Cuando salimos de la iglesia me aparté del grupo, porque si un desconocido más se me acercaba con el rostro acongojado iba a golpearlo en la nariz hasta hacerlo sangrar.

La iglesia de Saint James se encuentra emplazada en una colina, aislada de otras edificaciones. Me fui hasta la parte de atrás donde había un pequeño cementerio abandonado, poblado de lápidas torcidas, estatuas grises y cruces de todos los tamaños. Me senté en un banco de piedra sin importarme que estuviera totalmente mojado. Necesitaba estar solo, aunque fuera un rato.

Cuando escuché pasos acercándose por la pequeña acera lateral levanté la cabeza y vi a Maggie. Abrió un paraguas negro y se quedó a mi lado, apoyada en un monumento de piedra.

—No voy a preguntarte cómo te sientes, no te preocupes.

Sonreí.

—No lo soportaría.

Nos quedamos en silencio un rato. La llovizna no había cesado, aunque seguía siendo leve y hacía que unos dedos invisibles golpearan la tela del paraguas.

—Estaba pensando en la furgoneta que vi esa noche, Maggs.

—La de los coreanos.

Ni siquiera ella estaba del todo convencida de su afirmación.

—El tipo que vi en Lindon Hill no era coreano. Tenía la fotografía de Paula…, la debió de cambiar en el último momento.

—¿Crees que podrías reconocerlo?

—Supongo. Llevaba una boina y la barba no sé si era verdadera, pero sus ojos eran bastante distintivos.

Con suavidad agarré el mango del paraguas y Maggie lo soltó. Lo sostuve un poco más alto. El campanario de la iglesia era un dedo tosco y acusador.

¿Qué secretos te has llevado, Mark?

—Sé que dije que iba a dejarlo estar, Maggs, y voy a cumplirlo. No sé si ése era el propósito de Mark con la carta, como dice Ross, pero aun así voy a dejarlo estar.

—Mira, Johnny, si Mark hubiese querido decirte algo más, algo inequívoco, lo hubiese hecho de un modo más claro. Hay muchas formas.
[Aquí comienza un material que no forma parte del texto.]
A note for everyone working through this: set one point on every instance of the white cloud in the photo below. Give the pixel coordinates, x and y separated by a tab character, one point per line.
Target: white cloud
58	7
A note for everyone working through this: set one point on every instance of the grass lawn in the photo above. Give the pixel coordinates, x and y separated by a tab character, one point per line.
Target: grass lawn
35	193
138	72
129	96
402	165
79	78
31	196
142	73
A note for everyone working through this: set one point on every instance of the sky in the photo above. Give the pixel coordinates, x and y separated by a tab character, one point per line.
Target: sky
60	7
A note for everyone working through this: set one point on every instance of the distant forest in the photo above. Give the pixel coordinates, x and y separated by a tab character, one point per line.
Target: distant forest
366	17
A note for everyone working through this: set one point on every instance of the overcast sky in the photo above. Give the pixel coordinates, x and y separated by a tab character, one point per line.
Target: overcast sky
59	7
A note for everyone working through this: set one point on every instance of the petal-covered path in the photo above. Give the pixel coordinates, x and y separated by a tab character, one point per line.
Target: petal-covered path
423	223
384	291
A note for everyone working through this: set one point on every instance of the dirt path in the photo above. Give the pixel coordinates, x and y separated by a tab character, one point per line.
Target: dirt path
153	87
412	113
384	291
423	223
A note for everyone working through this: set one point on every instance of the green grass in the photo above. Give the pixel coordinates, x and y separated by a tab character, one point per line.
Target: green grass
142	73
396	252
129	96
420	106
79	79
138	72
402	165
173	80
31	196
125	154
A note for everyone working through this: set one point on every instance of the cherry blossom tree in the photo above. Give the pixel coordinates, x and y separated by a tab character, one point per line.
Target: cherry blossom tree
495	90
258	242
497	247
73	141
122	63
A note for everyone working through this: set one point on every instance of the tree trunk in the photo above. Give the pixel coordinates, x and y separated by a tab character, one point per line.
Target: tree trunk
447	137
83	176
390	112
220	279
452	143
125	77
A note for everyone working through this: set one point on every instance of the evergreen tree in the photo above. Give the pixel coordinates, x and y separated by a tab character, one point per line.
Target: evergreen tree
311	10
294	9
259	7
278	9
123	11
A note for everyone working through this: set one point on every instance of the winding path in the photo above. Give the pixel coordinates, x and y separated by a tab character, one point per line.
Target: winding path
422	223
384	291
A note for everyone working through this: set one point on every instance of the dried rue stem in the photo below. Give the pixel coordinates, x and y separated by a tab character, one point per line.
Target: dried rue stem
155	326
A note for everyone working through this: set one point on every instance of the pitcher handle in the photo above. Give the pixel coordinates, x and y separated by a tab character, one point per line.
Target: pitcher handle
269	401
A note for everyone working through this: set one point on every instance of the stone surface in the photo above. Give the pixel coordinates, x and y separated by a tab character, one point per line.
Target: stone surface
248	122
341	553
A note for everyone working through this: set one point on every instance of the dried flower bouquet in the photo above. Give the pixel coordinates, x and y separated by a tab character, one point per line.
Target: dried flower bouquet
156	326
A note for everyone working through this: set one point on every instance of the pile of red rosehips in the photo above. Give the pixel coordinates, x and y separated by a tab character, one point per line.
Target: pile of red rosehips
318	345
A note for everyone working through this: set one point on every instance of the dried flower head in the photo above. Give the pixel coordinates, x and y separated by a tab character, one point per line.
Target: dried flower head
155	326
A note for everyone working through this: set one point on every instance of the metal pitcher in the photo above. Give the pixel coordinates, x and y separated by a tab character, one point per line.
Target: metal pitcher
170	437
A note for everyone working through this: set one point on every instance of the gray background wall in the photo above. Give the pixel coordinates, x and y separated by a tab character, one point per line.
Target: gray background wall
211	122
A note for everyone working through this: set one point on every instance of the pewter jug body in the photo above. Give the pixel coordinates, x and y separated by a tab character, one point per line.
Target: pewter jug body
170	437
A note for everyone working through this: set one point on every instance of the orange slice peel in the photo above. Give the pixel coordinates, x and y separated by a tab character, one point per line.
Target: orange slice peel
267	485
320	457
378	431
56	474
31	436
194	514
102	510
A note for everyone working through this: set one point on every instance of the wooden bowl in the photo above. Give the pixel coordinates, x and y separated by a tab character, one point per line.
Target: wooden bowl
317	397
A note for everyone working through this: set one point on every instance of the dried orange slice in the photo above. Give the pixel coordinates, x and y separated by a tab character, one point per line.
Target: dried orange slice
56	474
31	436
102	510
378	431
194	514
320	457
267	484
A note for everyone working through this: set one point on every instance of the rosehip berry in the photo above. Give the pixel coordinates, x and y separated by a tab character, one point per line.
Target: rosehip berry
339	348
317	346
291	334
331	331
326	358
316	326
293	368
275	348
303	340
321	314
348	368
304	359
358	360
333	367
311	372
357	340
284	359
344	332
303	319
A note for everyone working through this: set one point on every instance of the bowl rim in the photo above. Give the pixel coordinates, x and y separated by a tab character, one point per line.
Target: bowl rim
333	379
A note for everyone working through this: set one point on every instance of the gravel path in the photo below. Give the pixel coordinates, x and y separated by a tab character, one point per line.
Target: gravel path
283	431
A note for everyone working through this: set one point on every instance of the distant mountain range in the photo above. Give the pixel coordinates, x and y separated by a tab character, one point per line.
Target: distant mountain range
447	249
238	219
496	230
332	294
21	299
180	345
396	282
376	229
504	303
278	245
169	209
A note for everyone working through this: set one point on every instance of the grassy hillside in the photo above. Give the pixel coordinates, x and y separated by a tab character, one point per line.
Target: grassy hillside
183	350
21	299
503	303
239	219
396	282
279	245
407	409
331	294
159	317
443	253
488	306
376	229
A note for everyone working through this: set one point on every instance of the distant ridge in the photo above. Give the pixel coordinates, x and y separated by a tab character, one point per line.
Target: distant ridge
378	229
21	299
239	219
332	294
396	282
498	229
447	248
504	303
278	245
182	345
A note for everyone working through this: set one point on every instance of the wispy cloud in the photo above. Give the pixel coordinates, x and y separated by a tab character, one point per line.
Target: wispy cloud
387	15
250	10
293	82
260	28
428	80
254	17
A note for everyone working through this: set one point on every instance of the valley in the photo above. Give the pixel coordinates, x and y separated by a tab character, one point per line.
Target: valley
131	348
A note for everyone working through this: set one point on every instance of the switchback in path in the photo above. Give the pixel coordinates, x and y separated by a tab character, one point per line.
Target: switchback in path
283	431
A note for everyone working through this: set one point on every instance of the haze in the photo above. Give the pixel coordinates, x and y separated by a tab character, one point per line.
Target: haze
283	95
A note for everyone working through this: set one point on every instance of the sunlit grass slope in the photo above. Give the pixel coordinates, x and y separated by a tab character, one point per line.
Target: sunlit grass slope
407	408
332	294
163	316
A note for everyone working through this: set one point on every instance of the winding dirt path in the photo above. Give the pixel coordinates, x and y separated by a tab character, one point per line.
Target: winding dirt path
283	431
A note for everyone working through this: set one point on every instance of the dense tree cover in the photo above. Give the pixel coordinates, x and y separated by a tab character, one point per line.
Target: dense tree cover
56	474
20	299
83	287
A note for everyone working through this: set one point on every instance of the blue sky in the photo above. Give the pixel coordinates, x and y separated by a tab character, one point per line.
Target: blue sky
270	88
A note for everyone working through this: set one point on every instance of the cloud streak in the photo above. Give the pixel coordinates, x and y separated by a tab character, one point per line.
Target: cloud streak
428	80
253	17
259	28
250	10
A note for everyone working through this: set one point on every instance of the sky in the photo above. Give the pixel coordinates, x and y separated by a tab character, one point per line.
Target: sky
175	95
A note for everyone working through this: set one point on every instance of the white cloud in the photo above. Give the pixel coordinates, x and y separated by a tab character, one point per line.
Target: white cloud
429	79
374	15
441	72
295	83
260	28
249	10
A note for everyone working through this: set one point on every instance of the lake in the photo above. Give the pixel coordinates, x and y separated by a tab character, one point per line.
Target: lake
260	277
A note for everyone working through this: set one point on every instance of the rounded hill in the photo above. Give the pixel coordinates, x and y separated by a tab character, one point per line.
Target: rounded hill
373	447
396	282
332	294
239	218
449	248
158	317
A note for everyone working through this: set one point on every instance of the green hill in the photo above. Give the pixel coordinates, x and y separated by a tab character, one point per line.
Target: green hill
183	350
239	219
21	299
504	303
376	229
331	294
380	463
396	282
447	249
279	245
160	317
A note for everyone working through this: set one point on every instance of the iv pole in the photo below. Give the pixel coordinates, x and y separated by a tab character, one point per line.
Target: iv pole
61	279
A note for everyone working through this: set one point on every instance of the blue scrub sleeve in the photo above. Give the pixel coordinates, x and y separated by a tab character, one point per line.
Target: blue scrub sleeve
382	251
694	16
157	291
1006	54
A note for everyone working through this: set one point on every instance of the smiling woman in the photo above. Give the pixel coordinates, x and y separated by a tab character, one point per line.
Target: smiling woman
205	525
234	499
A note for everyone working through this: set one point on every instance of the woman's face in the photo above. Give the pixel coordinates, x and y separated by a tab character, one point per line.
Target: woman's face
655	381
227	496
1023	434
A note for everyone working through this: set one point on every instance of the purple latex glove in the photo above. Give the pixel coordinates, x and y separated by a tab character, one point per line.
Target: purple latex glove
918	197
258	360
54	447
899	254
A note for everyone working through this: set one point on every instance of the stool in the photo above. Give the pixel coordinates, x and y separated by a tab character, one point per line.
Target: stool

—Con una nota junto a las píldoras del ESH que me envió por correo, por ejemplo.

—Por ejemplo.

—De todas formas —dije—, Ross no está equivocado, y hay algo en esa carta que se nos escapa. Lo presiento.

—Hoy no pienses en eso.

Con la mano libre abracé a Maggie.

—Gracias.

—Sé lo doloroso que es todo esto para ti.